Note that if an analog input pin is not connected to anything, the value returned by analogRead() will fluctuate based on a number of factors, and this is exploited usually to seed the random calculation with the voltage level of the floating analog pin using analogRead(). Since the unconnected analog pin (A0) floats, the value is constantly changing slightly. Anyway, this has to be tested in-depth as it seems simply reading the value of a floating analog pin and using that as the random seed just isn’t the right practice – that might note introduce sufficient variation!

Random Seed

Everything always looks good on paper, so I snapped a few pictures of my breadboard version. Just a proof of concept, that’s it

To build a cute night light, you have to arrange all LEDs inside the mason jar in a clever way so that every LED can contribute something to enhance the visual appeal. I realized that, if in the right position, each lamp will render fabulous light effects (even if your setting is not good, it can be attractive if the room is dark enough).
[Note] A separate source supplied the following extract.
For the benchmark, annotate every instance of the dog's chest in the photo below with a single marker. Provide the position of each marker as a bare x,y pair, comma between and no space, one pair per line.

Finally, as you can see, the effect of the breadboard test is not good enough to show up proudly. It looks much better in real, I really love it!

Night Light First Test Breadboard

Parts List

So here is, what you need to build one:

  • Microcontroller Board : Arduino Uno (R3) or Nano (V3)
  • LDR: GL5528
  • R1: 10K ¼ w
  • R2-R3: (recommended – default) = 240Ω ¼ w
  • R2-R3: (recommended – inset)  = 150Ω ¼ w
  • LEDs: 5mm Red x2 & 5mm Yellow x2 (low-current type recommended)

Extras: Arduino Power Supply/Battery, Mason Jar, Prototyping Circuit Board, etc.